For instance, Mundra will need to raise its container throughput to 4.35 million TEUs (Twenty Feet Equivalent Units) within a year from its current 2.9 million TEUs, to qualify for the relaxation. Adani Ports shares have declined 21 percent in the past year, compared with a 10 percent loss in the benchmark S&P BSE Sensex.

Kirshnapatnam port in Andhra Pradesh, India
Kirshnapatnam port in Andhra Pradesh, India
Photographer: Prashanth Vishwanathan/Bloomberg

Such a stipulation isn’t comforting for Chinta Sasidhar, managing director of Krishnapatnam Port Co., a deepwater facility on India’s eastern coast that has struggled to attract big liners since completing its first phase in 2008.

"A longer window could have been more effective in achieving the objective,” he said, adding his port is “well positioned” to commence transshipment.

The new policy hasn’t pleased local operators either. With costs as much as 40 percent higher for Indian vessels at local ports because of numerous taxes, foreign flags have an advantage, said Anil Devli, chief executive officer of the Indian National Shipowners’ Association.

“It is not going to help anyone -- neither Indian ships nor foreign,” said Mantrana’s Sharma. “The status remains the same as earlier.”

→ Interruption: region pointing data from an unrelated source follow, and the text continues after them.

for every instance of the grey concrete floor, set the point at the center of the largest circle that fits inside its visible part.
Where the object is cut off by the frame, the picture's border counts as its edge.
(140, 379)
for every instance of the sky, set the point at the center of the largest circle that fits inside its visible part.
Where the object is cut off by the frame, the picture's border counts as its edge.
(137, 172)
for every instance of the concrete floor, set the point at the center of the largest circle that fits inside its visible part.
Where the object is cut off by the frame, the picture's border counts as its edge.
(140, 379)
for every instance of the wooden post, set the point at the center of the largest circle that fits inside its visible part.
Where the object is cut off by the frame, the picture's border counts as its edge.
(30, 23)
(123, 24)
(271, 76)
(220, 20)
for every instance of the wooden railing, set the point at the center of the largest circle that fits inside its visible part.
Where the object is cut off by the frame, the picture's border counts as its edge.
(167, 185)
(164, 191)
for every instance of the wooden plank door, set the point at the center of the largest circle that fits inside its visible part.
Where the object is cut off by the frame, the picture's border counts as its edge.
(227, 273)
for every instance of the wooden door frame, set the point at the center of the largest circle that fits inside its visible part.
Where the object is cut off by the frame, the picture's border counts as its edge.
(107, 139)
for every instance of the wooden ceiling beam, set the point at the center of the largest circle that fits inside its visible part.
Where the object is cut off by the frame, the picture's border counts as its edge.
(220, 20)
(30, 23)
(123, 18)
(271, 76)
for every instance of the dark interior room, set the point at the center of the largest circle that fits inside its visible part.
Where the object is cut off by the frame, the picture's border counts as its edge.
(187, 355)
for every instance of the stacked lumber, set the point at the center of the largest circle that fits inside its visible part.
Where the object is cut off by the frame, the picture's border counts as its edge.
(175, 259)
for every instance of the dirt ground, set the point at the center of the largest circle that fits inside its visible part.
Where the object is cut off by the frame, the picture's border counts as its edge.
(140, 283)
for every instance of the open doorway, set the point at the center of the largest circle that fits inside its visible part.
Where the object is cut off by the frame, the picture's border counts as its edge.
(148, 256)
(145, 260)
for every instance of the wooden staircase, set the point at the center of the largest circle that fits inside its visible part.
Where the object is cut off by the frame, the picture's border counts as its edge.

In a nation already crippled by infrastructure constraints, inadequate berths and road links have meant reluctant foreign shipping lines balking at the prospect of an average turnaround time of four to five days at various Indian ports, compared with about eight hours in Shanghai.

On top of these bottlenecks, a restrictive policy only adds to the cost of outbound and inbound shipments, deterring economic growth, said Franck Dedenis, managing director at Maersk Line India Pvt. in Mumbai.

Ships handled 68 percent of India’s $786.2 billion trade in 2014, according to latest government data compiled by Bloomberg. The country has 12 major and 187 non-major ports, with cargo traffic recorded at 1,052 million metric tons in 2015, according to the shipping ministry. That compares with 576 million tons for Singapore alone.

“It is certainly advantageous to have such laws when the local shipping industry is robust and also has adequate capacity,” he said in an e-mail response to a query before the notification came out. “Unfortunately, this is not so in India.”

(An earlier version of the story corrected the headquarters of Mediterranean Shipping Co. to Geneva in the second paragraph.)